Slam-shifting places enormous stress on a drivetrain, even if it had been designed to withstand the torque being put through it. Here, the rear U-joint wasn’t even close, and it went all Democratic on him, leaving the four-foot-long steel driveshaft to flail wildly, alternately tearing up pavement like a backhoe and rearranging the floorpan like a baseball bat rearranges tin foil, until the yoke splines slipped out and it screamed out from the under car. But before it did, it tornadoed through the single brake line plumbed astern (only one in 1964) and likewise snarfed the parking brake cable. So Mr. Mopar was doing maybe 60 miles an hour, half a block from a very busy, four lane cross street with zero brakes.
He tried the immediate action drill of all serious drivers: he downshifted. Downshifting changes the mechanical ratios by which the engine relates to the drive wheels, and, therefore, to the road. The engine has friction and compression and energy-eating reciprocating mass which can serve to function as an indirect brake. It didn’t work for Mr. Mopar because his transmission was as disconnected as Lynn Cheney.

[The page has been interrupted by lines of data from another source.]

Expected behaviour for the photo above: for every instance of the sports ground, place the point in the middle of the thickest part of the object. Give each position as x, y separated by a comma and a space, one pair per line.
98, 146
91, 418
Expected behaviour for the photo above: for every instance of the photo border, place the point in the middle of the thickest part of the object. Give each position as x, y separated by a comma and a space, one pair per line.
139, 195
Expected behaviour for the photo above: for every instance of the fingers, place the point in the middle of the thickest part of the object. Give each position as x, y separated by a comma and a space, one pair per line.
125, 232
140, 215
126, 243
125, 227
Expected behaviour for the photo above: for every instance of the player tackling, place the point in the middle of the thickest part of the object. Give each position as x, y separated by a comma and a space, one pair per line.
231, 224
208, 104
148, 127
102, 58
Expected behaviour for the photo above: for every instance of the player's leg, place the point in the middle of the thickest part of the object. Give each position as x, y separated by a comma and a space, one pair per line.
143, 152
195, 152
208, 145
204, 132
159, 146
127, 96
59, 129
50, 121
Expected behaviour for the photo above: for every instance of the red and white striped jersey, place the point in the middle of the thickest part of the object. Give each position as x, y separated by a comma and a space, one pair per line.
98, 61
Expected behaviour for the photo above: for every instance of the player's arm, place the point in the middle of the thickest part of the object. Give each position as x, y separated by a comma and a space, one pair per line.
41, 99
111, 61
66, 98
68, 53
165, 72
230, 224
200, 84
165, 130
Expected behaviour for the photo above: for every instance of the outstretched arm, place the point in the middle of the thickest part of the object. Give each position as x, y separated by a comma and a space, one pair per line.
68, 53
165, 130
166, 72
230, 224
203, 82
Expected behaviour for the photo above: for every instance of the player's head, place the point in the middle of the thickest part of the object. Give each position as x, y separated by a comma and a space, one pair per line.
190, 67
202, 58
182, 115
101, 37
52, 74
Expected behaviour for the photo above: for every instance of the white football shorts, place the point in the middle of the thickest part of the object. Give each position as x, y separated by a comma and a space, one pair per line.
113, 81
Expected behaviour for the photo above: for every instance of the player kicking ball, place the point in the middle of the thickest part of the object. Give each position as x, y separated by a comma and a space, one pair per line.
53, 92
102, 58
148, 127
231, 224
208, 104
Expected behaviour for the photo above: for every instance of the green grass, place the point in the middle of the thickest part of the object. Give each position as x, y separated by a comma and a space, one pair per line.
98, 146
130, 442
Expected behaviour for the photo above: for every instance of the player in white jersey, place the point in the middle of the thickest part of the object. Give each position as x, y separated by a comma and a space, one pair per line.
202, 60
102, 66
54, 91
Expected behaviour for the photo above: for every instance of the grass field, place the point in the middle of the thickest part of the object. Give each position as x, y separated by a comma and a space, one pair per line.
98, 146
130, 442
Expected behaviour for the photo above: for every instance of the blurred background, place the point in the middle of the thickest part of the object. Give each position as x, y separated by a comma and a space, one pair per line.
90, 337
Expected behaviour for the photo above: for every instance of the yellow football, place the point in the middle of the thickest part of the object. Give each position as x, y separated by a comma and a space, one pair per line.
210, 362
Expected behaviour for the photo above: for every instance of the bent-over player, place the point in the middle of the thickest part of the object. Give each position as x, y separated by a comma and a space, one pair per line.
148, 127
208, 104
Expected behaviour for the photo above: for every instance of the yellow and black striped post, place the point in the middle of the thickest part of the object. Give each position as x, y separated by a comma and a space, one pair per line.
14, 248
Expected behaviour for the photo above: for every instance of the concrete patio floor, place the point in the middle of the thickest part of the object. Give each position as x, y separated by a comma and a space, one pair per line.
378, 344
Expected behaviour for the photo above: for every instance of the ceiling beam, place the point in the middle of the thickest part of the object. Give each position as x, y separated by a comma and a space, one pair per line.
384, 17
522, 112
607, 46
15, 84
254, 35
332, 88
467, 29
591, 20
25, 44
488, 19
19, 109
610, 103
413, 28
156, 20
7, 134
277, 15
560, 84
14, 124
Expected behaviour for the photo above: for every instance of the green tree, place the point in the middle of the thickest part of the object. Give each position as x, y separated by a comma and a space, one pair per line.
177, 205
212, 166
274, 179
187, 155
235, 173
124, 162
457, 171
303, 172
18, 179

He then depressed the parking brake pedal. That has to be done with modulated care, because it might lock up the rear wheels, which is a surefire way to lose control. Well, he was saved from that peril, in that the driveshaft had also taken out the parking brake cable.
So, Mr. Mopar figured out that he had no hydraulics, no downshifting and no parking brake. What’s left? The slalom. Slaloming is a potentially fine way to lose control of the car, but given high-speed, certain impact as an alternative, it was looking pretty good. In this move, the driver aggressively swings the car back and forth along the line of travel, as if slaloming around traffic cones as vehemently as Isaac Newton will let him. The resultant scrub on the tires can bleed off a substantial amount of speed, assuming you don’t go into oversteer and have the rear end turn on you like the National Archives.
Mr. Mopar did his best to slalom, but it wasn’t quite enough. He was still doing flank speed nearing the intersection, so he took the E-3 option: he Employed the Extrinsic Environment. To his right was a drainage ditch, punctuated with barriers of driveways into a strip mall and then a gas station. Had he gone into the ditch, the driveways would’ve brought things to a horribly entropic conclusion. To his left, across the oncoming lanes, however, was a shallow swale, a slight hill, and an unfenced golf course, to include a very nice green. He recalled it was a public course, so his decision was made. He put the Dodge into the swale, losing velocity, up the hill, losing more velocity and continued his slalom along a soft, yielding and heretofore immaculate carpet of Bagger Vance’s dreams. The Kentucky grass did a splendid job of converting his kinetic energy into greenskeeper’s ischemic trauma.
Exhaling for a very long moment, he stepped out, surveyed the damage, noted an absence of apparently interested witnesses, and then, with characteristic panache, jogged across the street to the gas station. There he negotiated towing services, and further negotiated remarkable memory impairment, getting the Dodge home—sans divot fees.
And, presumably, a better set of U-joints.